In 1976, aged thirteen, Tartt was published for the first time when a sonnet was included in The Mississippi Review.
In high school, Tartt was a freshman cheerleader for the basketball team and worked in the public library.
In 1981, Tartt enrolled in the University of Mississippi where her writing caught the attention of Willie Morris while she was a freshman. Finding her in the Holiday Inn bar one evening, Morris said to her, "My name is Willie Morris, and I think you're a genius."
Following a recommendation from Morris, Barry Hannah, then an Ole Miss writer-in-residence, admitted the eighteen-year-old Tartt into his graduate course on the short story. "She was deeply literary", said Hannah. "Just a rare genius, really. A literary star."
In 1982, following the suggestion of Morris and others, she transferred to Bennington College. At Bennington, Tartt studied classics with Claude Fredericks, and also met Bret Easton Ellis, Jonathan Lethem, and Jill Eisenstadt, graduating in 1986.
Career
Tartt published her first novel, The Secret History in 1992. Amanda Urban was her agent and the novel became a marketing, critical, and lucrative achievement. Many considered Tartt a precocious literary genius, as she was just 29 years old, and setting high expectations for what she would publish next.
In 2002, Tartt's novel The Little Friend appeared first, in Dutch, in book shops in the Netherlands in September, since more, per-capita, of her previous book was sold there than in any other market.
In 2006, Tartt's short story "The Ambush" was included in the Best American Short Stories 2006.
Her 2013 novel The Goldfinch stirred reviewers as to whether it was a literary novel, a controversy possibly based on its best-selling status.

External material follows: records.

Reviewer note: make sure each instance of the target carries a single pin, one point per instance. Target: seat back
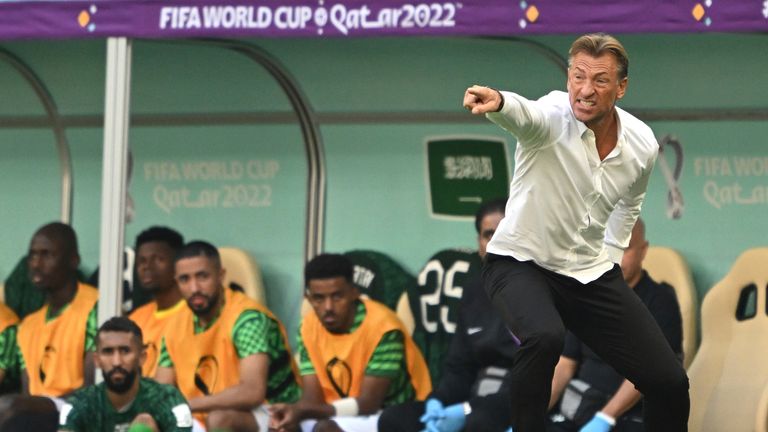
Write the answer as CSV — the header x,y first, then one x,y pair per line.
x,y
730,371
434,301
242,270
667,265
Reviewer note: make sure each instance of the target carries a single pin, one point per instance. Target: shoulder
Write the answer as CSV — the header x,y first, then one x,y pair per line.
x,y
142,312
88,291
157,390
639,134
33,319
652,292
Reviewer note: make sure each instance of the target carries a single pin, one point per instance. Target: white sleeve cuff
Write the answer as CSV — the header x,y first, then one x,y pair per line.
x,y
615,254
608,419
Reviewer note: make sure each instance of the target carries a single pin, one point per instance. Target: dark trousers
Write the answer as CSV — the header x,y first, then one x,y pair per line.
x,y
537,305
405,418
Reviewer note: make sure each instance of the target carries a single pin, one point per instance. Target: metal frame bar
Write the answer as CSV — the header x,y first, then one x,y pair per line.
x,y
114,169
52,120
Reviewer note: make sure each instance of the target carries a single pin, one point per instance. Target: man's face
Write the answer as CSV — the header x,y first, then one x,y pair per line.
x,y
154,265
334,301
50,266
120,357
594,87
488,225
200,281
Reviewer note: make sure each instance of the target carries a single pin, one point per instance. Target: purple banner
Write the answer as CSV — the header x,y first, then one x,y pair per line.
x,y
352,18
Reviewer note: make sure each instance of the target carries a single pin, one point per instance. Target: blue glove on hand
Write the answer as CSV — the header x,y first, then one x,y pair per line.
x,y
453,419
597,424
433,409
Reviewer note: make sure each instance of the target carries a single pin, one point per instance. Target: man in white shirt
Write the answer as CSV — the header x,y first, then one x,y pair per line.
x,y
581,170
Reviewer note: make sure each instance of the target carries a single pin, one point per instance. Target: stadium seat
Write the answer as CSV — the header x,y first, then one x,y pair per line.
x,y
730,372
242,270
761,420
380,278
667,265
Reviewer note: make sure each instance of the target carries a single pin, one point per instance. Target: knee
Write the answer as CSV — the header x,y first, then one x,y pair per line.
x,y
145,419
326,425
547,343
219,419
485,422
671,382
388,420
402,417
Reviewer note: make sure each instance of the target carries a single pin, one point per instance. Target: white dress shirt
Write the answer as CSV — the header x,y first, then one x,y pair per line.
x,y
568,211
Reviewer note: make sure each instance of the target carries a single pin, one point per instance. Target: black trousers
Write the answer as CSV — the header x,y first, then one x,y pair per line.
x,y
537,305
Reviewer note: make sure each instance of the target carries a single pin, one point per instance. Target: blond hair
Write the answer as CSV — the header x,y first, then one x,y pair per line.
x,y
597,44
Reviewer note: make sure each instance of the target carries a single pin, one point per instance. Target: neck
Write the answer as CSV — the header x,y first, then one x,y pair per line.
x,y
632,283
121,400
167,298
59,298
206,319
606,133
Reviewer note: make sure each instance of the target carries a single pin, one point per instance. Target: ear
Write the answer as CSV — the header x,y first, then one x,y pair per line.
x,y
142,355
622,87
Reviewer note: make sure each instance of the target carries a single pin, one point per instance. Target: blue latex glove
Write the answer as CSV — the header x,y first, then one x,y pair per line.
x,y
453,419
597,424
432,411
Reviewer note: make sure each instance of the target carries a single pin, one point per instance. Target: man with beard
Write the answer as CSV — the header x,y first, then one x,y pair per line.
x,y
355,356
56,342
227,354
473,388
156,249
125,399
9,376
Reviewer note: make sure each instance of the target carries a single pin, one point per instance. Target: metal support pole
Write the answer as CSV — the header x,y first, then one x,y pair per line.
x,y
113,178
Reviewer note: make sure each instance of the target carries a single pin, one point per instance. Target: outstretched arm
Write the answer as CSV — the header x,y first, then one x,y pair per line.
x,y
482,100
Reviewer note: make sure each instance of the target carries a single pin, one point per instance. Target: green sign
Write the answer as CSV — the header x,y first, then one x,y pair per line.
x,y
464,172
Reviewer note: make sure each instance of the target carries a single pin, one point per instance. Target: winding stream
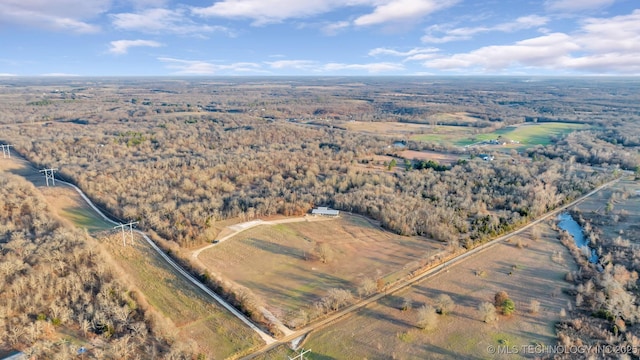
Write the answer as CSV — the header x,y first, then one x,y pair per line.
x,y
566,222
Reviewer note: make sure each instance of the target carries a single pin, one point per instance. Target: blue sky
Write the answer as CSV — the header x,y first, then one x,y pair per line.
x,y
319,37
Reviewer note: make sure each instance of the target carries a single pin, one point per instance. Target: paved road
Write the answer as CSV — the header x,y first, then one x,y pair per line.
x,y
268,339
425,275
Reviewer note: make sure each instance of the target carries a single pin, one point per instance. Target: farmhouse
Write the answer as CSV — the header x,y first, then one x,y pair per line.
x,y
325,211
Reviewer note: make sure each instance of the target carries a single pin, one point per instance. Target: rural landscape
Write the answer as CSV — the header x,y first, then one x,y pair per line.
x,y
320,217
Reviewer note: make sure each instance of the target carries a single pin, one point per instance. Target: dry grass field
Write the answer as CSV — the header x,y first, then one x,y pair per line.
x,y
195,317
386,128
384,331
279,264
627,210
184,311
440,157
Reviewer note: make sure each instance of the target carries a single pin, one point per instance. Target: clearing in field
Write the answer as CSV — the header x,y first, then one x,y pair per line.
x,y
534,271
440,157
526,134
624,200
391,128
281,264
193,315
186,313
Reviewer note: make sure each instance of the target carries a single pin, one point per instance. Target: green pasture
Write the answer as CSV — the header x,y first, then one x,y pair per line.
x,y
84,217
526,134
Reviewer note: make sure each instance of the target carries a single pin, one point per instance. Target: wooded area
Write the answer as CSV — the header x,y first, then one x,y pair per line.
x,y
58,292
179,155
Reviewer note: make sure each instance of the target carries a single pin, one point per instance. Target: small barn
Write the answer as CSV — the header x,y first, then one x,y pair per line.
x,y
325,211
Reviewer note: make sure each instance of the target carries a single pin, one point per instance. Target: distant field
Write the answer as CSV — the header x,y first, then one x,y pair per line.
x,y
532,134
383,331
457,117
70,207
385,128
441,157
628,210
277,262
526,134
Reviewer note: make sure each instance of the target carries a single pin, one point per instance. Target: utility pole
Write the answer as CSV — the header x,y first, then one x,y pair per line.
x,y
6,151
48,174
122,226
299,356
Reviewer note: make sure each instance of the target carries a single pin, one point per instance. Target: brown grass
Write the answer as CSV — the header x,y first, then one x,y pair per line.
x,y
385,128
278,262
440,157
384,331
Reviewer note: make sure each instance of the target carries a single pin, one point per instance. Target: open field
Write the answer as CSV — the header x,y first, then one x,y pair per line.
x,y
69,206
526,134
190,313
625,199
386,128
440,157
216,332
383,331
530,134
279,263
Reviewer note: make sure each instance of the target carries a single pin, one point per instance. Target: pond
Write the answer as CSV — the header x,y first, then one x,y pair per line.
x,y
566,222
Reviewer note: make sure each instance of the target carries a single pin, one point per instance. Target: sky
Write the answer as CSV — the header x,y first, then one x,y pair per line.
x,y
319,37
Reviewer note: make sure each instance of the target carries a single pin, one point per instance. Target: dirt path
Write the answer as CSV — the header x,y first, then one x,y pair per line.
x,y
423,276
268,339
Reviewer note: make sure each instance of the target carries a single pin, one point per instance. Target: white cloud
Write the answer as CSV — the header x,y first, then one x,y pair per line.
x,y
122,46
600,45
465,33
272,11
59,75
415,54
335,28
199,67
373,68
576,5
402,10
543,51
156,21
60,15
267,11
293,64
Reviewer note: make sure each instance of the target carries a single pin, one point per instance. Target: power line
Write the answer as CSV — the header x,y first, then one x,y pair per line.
x,y
48,174
6,152
122,226
299,356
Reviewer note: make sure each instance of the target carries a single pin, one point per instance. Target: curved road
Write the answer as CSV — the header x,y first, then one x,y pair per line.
x,y
268,339
425,275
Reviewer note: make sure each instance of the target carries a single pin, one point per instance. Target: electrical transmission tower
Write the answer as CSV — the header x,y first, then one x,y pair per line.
x,y
299,356
122,226
48,174
6,151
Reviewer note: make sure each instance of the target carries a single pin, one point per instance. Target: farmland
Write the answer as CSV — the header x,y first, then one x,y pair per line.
x,y
526,269
279,263
177,308
526,135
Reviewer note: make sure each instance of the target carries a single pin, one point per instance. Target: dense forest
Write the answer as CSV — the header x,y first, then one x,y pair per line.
x,y
58,294
180,155
607,312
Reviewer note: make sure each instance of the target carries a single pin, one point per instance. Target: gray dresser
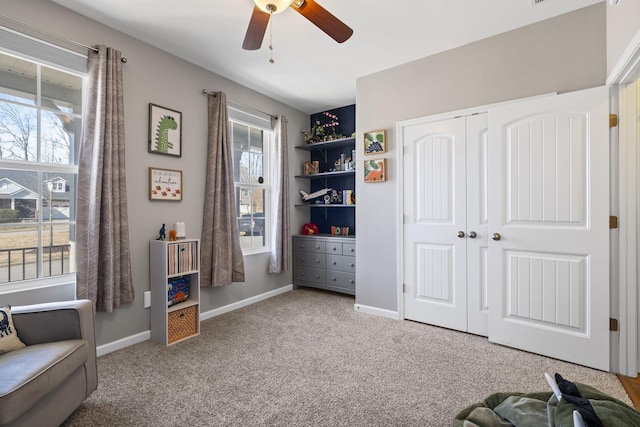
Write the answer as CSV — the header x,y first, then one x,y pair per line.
x,y
325,262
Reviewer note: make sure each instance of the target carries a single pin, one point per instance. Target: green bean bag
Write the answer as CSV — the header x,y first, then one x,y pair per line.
x,y
545,409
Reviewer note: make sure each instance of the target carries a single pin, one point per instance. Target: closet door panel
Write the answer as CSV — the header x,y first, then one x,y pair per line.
x,y
434,214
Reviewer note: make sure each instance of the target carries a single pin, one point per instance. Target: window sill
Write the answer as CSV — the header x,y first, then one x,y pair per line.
x,y
256,251
35,284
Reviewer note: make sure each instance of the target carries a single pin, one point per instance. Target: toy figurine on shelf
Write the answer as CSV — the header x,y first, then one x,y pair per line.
x,y
162,233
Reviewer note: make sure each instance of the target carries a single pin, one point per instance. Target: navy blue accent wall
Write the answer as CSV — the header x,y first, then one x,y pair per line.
x,y
346,126
346,119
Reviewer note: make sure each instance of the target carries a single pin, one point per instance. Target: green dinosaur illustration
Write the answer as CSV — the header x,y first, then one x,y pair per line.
x,y
162,133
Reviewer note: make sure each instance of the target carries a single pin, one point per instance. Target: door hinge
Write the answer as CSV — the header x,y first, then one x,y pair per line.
x,y
613,324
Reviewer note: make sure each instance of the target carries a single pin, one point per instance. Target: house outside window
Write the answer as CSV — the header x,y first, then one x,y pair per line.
x,y
252,138
40,125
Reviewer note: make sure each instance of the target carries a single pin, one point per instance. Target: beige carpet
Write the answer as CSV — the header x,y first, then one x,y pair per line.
x,y
306,358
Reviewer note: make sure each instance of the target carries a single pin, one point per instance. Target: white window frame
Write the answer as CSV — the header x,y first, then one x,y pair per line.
x,y
256,119
49,55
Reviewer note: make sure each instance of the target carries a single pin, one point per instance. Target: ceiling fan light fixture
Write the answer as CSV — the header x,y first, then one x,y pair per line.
x,y
273,6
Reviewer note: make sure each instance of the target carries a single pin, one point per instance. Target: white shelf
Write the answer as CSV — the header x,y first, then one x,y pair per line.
x,y
181,321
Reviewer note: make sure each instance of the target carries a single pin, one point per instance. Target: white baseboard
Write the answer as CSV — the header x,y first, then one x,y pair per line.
x,y
244,303
146,335
101,350
376,311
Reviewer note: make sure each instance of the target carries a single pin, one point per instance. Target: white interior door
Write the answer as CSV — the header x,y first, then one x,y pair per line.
x,y
477,221
549,202
434,213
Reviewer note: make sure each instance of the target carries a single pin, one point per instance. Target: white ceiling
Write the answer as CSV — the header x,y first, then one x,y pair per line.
x,y
311,71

The book was adapted for the movie The Goldfinch. Tartt was reportedly paid $3m for the movie rights but parted company with her long-standing agent, Amanda Urban, over the latter's failure to secure Tartt a role in the screenplay writing or wider production. The movie was a critical and commercial failure.
Tartt is a convert to Catholicism and contributed an essay, "The spirit and writing in a secular world", to The Novel, Spirituality and Modern Culture (2000). In her essay Tartt wrote that "faith is vital in the process of making my work and in the reasons I am driven to make it". However, Tartt also warned of the danger of writers who impose their beliefs or convictions on their novels. She wrote that writers should "shy from asserting those convictions directly in their work".
She has spent about ten years writing each of her novels.